Built on top of PaperG’s white-label interface, the product is still in its early days. The trademark features that one would expect from a weather publisher — namely, targeting ads against weather — are not available yet. The idea, according to Denise Chudy, VP of local platform sales strategy, is to simply create a platform that the company can use to convert potential advertisers whose smaller budgets make direct sales efforts from dedicated staffers inefficient. It’s a decision that reflects the company’s approach to self-serve and the SMB segment as a whole.

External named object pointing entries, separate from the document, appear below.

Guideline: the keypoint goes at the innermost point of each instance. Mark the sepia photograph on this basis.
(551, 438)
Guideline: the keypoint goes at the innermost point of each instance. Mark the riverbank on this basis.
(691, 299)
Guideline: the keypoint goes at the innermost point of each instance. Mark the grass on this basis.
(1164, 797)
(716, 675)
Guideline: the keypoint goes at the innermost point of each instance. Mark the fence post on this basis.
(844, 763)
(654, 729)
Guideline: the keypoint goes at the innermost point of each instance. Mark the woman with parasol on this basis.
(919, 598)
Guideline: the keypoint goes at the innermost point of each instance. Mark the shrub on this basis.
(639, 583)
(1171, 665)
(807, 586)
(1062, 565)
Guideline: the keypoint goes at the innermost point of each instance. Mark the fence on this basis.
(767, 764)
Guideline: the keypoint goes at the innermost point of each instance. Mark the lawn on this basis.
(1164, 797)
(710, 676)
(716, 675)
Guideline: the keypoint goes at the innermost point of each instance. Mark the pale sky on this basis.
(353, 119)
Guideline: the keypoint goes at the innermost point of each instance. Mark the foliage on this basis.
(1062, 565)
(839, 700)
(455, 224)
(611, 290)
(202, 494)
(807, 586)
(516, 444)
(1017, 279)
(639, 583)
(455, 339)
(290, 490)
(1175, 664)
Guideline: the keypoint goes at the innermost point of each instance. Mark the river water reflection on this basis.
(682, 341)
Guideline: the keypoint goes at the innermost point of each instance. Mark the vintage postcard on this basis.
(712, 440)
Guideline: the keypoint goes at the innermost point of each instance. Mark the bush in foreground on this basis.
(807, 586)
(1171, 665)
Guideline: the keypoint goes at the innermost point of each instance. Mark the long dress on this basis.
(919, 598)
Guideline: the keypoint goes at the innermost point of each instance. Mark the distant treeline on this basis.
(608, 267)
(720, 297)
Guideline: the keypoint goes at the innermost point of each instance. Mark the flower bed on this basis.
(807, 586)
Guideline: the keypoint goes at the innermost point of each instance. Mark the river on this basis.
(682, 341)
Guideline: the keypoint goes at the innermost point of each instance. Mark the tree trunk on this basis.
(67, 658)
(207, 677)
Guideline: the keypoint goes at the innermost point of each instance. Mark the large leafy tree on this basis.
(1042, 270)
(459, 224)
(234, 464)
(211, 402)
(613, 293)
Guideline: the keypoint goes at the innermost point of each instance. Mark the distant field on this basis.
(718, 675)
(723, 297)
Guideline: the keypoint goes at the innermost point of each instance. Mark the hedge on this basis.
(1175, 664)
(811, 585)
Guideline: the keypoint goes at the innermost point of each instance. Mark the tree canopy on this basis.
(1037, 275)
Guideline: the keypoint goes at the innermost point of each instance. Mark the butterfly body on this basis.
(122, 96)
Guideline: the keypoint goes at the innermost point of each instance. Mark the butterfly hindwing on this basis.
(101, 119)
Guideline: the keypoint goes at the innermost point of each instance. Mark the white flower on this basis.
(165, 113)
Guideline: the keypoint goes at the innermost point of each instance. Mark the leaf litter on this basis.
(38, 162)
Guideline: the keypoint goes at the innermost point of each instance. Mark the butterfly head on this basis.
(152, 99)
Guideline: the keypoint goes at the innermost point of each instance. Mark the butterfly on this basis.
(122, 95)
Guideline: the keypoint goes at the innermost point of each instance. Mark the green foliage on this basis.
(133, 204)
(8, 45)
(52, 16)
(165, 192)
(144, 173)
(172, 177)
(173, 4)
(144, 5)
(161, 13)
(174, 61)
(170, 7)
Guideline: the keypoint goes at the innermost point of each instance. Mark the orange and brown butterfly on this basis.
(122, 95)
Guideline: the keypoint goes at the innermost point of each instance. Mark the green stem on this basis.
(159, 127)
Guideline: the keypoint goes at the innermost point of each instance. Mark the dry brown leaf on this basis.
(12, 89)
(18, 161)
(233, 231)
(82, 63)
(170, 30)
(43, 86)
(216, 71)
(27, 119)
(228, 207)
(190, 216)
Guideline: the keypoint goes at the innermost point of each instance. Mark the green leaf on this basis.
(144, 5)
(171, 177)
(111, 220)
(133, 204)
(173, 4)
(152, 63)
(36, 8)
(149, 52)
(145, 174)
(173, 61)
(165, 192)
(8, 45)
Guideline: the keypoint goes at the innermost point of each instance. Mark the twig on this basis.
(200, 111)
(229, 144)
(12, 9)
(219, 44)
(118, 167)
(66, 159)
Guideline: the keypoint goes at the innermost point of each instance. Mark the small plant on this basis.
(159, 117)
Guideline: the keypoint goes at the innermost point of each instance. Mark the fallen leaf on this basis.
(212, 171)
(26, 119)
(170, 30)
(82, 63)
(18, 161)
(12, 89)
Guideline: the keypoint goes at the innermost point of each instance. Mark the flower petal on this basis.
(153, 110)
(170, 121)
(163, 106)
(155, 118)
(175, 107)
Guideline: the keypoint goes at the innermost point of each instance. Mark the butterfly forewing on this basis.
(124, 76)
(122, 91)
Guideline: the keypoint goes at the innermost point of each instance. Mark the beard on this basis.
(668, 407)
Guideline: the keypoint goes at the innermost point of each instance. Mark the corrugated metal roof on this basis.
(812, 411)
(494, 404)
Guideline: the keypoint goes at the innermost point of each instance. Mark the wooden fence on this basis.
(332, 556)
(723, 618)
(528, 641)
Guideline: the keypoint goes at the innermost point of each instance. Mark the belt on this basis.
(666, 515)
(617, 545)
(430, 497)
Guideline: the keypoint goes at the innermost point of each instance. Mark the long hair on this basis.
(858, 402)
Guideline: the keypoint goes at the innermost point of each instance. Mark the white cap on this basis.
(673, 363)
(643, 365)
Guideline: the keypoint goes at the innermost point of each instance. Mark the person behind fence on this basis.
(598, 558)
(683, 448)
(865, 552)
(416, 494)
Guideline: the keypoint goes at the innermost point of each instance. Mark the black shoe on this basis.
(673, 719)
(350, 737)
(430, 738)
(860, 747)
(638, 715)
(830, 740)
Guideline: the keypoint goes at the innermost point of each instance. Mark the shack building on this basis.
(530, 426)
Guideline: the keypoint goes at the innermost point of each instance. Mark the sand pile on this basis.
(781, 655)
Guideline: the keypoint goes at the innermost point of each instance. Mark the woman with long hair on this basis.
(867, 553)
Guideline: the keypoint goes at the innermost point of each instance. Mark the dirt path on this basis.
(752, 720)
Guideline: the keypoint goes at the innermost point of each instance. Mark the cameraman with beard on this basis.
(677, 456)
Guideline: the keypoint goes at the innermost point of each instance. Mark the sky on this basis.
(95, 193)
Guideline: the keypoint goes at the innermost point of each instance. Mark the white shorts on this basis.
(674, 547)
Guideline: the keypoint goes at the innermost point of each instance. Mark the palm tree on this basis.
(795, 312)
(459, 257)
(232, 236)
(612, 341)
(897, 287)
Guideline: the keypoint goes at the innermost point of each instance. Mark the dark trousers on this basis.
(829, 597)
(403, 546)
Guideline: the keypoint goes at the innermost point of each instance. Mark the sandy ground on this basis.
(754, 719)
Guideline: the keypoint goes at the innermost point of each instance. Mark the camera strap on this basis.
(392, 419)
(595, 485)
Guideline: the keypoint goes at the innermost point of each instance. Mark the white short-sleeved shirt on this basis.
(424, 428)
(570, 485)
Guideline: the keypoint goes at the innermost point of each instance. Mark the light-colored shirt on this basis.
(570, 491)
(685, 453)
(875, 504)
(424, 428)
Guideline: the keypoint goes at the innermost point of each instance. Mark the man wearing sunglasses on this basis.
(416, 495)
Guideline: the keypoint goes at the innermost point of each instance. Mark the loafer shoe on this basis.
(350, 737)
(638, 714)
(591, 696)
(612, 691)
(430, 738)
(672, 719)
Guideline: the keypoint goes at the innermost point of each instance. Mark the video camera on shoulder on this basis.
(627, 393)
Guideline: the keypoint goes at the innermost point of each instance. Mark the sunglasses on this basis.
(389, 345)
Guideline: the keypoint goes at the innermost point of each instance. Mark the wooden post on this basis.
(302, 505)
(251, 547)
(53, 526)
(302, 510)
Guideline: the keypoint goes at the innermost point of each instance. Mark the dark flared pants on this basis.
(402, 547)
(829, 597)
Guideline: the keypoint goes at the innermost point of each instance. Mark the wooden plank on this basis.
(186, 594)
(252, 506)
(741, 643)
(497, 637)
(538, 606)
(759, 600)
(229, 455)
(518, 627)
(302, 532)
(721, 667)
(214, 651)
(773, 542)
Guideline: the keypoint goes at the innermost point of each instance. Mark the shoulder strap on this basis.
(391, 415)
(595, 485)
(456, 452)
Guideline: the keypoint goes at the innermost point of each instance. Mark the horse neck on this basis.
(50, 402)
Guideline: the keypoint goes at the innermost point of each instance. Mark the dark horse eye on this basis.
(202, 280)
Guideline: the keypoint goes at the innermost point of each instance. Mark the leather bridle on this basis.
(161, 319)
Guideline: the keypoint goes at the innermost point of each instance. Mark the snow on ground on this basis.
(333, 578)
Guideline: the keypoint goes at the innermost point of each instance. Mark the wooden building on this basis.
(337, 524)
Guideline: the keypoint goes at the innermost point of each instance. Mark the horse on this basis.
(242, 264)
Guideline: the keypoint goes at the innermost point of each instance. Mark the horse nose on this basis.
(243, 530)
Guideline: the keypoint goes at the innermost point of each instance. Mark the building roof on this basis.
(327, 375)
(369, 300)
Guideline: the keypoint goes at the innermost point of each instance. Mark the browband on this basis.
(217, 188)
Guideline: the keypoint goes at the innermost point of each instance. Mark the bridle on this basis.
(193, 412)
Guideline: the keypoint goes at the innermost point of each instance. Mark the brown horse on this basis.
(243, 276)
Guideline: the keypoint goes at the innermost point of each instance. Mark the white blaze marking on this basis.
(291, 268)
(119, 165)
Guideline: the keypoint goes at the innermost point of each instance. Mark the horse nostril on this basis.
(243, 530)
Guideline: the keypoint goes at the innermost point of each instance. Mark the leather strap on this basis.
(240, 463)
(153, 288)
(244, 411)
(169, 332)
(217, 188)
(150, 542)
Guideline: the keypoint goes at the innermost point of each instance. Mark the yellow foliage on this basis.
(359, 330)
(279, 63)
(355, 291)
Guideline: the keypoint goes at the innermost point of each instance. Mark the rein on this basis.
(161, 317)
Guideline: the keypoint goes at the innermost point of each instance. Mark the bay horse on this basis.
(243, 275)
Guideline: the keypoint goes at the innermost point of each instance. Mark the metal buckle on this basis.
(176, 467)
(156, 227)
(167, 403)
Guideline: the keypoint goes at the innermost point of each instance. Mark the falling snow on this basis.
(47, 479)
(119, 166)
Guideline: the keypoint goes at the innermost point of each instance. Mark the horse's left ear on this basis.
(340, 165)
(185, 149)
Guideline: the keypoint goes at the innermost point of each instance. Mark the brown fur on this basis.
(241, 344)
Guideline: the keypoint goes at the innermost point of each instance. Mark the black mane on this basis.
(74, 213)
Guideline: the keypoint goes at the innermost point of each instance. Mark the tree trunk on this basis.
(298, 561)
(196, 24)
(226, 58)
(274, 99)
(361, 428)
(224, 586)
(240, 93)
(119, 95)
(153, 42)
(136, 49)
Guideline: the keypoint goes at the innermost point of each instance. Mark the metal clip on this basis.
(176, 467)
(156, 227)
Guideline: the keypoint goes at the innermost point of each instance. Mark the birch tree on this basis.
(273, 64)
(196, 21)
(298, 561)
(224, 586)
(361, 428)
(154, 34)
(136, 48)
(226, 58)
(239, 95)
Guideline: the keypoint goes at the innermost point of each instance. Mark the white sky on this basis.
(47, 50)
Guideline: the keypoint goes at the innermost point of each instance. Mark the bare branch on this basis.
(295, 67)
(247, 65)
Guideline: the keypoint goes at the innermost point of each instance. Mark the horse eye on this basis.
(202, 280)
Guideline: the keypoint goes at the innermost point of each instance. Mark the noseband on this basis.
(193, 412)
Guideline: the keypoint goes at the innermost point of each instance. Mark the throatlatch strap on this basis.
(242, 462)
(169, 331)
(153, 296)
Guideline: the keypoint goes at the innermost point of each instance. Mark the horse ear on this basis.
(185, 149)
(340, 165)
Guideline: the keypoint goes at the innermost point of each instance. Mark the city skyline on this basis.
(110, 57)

“It would be very easy to make [the self-serve product] very exciting for us by adding in the technology [from our main advertising product],” Chudy told Street Fight earlier this week. “The number one thing to make this platform successful is a good user interface. It’s critical for us to understand when you drive traffic to landing page, how do you get them from point A to point B as quickly as possible,” she added.
Chudy’s faith in the power of an effective user experience stems from an eight-year stint at Google where she launched the company’s first automotive vertical and later headed display. It’s a belief that explains the company’s big bet on self-serve in going after the SMB segment — a strategy that struggled to show results for even the biggest firms.
“We think we have the brand and the user engagement to go after those hand-raisers, who are in-market and already looking to advertise with us,” said Chudy. “Once we bring in those folks — it’s always a matter of prioritization — then how do we build the market?”
“Our gut is that more and more local advertisers are getting more sophisticated, and understanding their choices and their options” — Denise Chudy, Weather Channel
Chudy says the company has been fielding 50 to 100 requests per month from small businesses that want to advertise, and believes that there’s enough latent demand to drive early adoption. The company also plans to market the new ad product across its own properties over the next few months.
But, for now, that’s the extent of its demand-generation strategy. Chudy said the company would “look at all options for the next phase of the project,” but declined to say whether the company planned to leverage resellers — an increasingly popular strategy among technology companies. “Our gut is that more and more local advertisers are getting more sophisticated, and understanding their choices and their options,” she added.
The efficiencies of self-serve digital ad platforms have long been tempting for hyperlocals who want to reach SMBs without putting costly feet on the street — but spurring adoption from a group of advertisers that often require hand-holding has proven difficult in the past. Yes, as small businesses become more technologically proficient, the concerns about a merchant’s ability to execute fade. But as markets open up — as the hyperlocal space has — competition increases and demand decreases.
The underlying issue here is that self-service is not a go-to-market strategy; it’s a conversion tool. It’s great in grocery stores where there’s abundant demand (i.e. people in line) and not enough clerks to complete the transactions. But in a market where supply is high and demand is relatively low (e.g. media advertising for small businesses) the real problem, which needs to be solved, may ultimately be in generating demand from advertisers — not in making it more efficient to convert them.
Steven Jacobs is deputy editor at Street Fight.